Elasticsearch: Improve "TOO_MANY_REQUESTS/12/index read-only / allow delete (api)" message when running low on disk

Created on 19 Jun 2020 · 6Comments · Source: elastic/elasticsearch

Elasticsearch version (bin/elasticsearch --version): 7.7

Plugins installed: []

JVM version (java -version): -

OS version (uname -a if on a Unix-like system): -

Description of the problem including expected versus actual behavior:

When hitting the flood stage watermark we set all indices on that node to read_only_allow_delete as documented here.

Previously (?) when this happened, the messages returned to each request would usually say FORBIDDEN/12/index read-only / allow delete (api) but it seems that something recently changed and it now says TOO_MANY_REQUESTS/12/index read-only / allow delete (api).
I think the TOO_MANY_REQUESTS is misleading, as it suggests that this could be caused by throttling.

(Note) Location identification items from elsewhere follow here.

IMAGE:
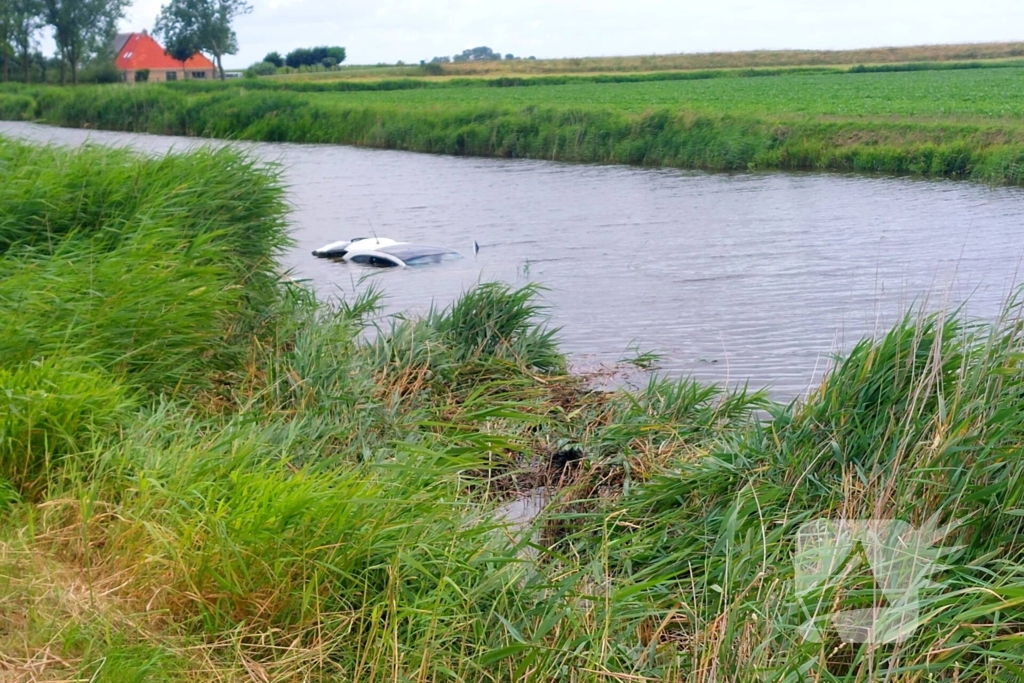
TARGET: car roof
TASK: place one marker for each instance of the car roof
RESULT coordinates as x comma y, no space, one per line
407,251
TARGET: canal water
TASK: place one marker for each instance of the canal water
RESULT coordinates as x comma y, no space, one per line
732,278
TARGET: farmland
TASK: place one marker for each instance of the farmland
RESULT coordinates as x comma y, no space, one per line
961,120
988,94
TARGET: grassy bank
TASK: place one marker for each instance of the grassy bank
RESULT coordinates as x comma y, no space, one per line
964,123
207,474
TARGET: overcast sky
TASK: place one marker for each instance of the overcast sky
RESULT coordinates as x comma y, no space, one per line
385,31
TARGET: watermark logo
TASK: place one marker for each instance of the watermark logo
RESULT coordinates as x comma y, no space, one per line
901,560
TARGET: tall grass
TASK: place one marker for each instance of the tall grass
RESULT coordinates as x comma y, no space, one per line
728,126
220,485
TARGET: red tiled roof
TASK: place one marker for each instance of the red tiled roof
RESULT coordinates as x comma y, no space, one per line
141,51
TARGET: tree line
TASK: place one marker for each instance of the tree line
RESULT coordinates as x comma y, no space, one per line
325,56
84,32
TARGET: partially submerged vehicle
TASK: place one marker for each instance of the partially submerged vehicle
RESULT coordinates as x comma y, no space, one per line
340,248
386,253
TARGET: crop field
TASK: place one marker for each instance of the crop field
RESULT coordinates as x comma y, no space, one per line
980,52
206,474
964,94
957,121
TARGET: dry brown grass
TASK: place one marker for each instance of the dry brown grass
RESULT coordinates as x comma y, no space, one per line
691,61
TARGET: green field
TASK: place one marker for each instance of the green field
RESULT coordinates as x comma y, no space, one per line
208,475
989,95
960,120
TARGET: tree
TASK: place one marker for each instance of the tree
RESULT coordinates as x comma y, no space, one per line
482,53
82,29
262,69
201,26
28,19
304,56
6,31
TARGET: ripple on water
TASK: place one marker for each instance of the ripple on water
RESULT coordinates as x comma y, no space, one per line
759,276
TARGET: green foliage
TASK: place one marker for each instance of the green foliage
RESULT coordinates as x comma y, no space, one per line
83,29
878,123
291,499
128,262
274,58
315,55
51,410
201,26
262,69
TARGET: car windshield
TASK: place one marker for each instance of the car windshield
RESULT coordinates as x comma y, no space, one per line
378,260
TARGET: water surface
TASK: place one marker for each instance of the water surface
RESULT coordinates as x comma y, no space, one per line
731,278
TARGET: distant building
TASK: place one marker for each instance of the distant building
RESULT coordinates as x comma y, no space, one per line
139,52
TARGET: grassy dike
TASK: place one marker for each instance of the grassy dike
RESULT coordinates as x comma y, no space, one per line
206,474
977,135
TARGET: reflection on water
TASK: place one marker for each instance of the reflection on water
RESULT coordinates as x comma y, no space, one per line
731,278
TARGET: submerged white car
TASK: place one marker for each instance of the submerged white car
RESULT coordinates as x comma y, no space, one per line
386,253
340,248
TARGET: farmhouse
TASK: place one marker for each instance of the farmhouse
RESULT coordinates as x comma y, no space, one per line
142,58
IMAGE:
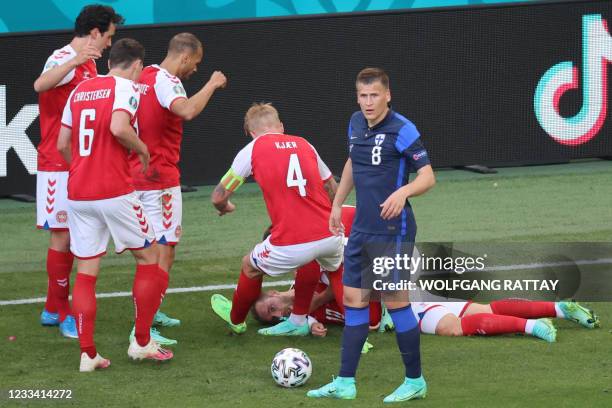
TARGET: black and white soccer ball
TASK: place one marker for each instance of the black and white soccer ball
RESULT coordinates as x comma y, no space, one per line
291,368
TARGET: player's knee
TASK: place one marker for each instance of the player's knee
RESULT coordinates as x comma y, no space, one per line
248,269
449,326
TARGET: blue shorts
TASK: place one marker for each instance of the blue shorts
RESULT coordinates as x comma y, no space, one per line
361,251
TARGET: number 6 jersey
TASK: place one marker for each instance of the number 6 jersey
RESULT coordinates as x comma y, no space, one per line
290,173
99,168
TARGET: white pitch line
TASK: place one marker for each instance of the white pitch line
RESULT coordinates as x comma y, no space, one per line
210,288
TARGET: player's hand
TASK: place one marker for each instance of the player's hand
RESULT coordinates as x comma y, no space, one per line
393,205
229,207
217,80
335,221
88,52
144,158
318,329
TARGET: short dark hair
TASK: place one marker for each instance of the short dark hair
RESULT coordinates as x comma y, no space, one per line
183,42
96,16
368,76
124,52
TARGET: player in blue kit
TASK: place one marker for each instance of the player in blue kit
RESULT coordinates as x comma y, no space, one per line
384,147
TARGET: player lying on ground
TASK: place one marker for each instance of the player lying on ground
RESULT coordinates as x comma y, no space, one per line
163,108
297,188
441,318
499,317
98,130
63,71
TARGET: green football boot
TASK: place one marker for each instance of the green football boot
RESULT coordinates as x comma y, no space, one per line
579,314
286,328
155,335
412,388
222,307
163,320
339,388
545,330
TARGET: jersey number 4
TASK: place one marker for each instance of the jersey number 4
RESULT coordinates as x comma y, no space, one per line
294,175
85,134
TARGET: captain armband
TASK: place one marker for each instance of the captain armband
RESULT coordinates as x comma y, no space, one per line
231,181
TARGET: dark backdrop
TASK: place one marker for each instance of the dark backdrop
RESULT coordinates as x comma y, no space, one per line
466,78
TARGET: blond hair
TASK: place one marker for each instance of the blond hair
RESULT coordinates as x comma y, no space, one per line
260,116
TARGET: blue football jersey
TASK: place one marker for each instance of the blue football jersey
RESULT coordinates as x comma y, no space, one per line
382,158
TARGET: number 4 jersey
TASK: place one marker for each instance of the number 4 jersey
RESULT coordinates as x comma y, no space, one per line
99,168
291,174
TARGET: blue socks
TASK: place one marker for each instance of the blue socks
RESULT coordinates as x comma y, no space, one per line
408,339
356,326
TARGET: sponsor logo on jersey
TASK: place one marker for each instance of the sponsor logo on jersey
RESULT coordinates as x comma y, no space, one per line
285,145
51,64
143,88
133,102
61,217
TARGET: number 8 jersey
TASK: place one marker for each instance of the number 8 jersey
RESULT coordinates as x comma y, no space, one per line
99,168
291,174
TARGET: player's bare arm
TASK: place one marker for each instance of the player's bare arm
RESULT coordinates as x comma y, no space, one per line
122,129
220,199
192,107
344,189
64,143
423,182
52,77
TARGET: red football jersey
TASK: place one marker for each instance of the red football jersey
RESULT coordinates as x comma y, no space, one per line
99,167
159,128
51,103
290,173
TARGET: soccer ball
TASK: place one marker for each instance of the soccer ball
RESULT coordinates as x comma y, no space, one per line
291,368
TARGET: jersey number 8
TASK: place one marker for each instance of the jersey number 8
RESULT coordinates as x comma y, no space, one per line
86,135
294,175
376,159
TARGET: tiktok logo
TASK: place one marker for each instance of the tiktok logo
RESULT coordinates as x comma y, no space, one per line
597,52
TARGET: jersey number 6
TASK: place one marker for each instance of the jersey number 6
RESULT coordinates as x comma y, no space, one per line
294,175
85,134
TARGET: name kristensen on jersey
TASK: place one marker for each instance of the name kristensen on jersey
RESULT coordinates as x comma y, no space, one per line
91,95
285,145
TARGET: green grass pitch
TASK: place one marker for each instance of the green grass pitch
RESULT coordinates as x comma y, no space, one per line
212,368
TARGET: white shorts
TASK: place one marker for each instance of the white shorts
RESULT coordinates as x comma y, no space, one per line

Also found several comments in discuss where users found this confusing. Here are two examples:
https://discuss.elastic.co/t/elastic-7-7-0-too-many-requests-with-one-request/233417/3
https://discuss.elastic.co/t/too-many-requests-12-index-read-only-allow-delete-api/236718/3

@DaveCTurner since you happened to reply to both of them I'm tagging you here.

:DistributeAllocation >bug Distributed

Source

jakommo

All 6 comments

I agree the message could be improved, substantially. I don’t think it’s any less clear with TOO_MANY_REQUESTS vs. FORBIDDEN. I want to clarify the reason for TOO_MANY_REQUESTS (vs. FORBIDDEN). Previously we returned a 403 status code in this situation, which translates to FORBIDDEN, and clients would not retry. That’s bad since disk full is transient: once an administrator cleans up, we resolve the situation by removing the block. So a client could have retried. This should be indicated by 429, so we made this change. And that associates to TOO_MANY_REQUESTS.

jasontedor on 19 Jun 2020

❤1

Ah, thanks for the background @jasontedor . Didn't think about this being reflected from the HTTP status code.

Fully agree that FORBIDDEN wasn't any better.

Would we be able to add something about disk space/watermarks to the message or is it parsed from HTTP code and index setting etc?

"reason": "index [test] blocked by: [TOO_MANY_REQUESTS/12/index read-only / allow delete (api)];"

jakommo on 19 Jun 2020

👍1

Yes, currently it’s produced from the block placed on the index which only carries a status code and a message that indicates the type of block (note a user can manually apply the block, so its presence doesn’t mean disk full necessarily). It will be some effort to make the situation clearer.

jasontedor on 19 Jun 2020

a user can manually apply the block, so its presence doesn’t mean disk full necessarily

In practice I don't think users really do apply this block manually. If they did, it would today be automatically removed a short while later. We discussed this when contemplating the auto-release behaviour and decided that this block should be considered as under the control of the disk-based shard allocator; if users want a read-only index then they can apply other blocks, and if they want to delete such an index then they can manually remove the block first.

This was technically a breaking change but I haven't seen any real-world impact in the 9 months since 7.4.0 was released.

Given this, I think rewording the description of this block is the right thing to do.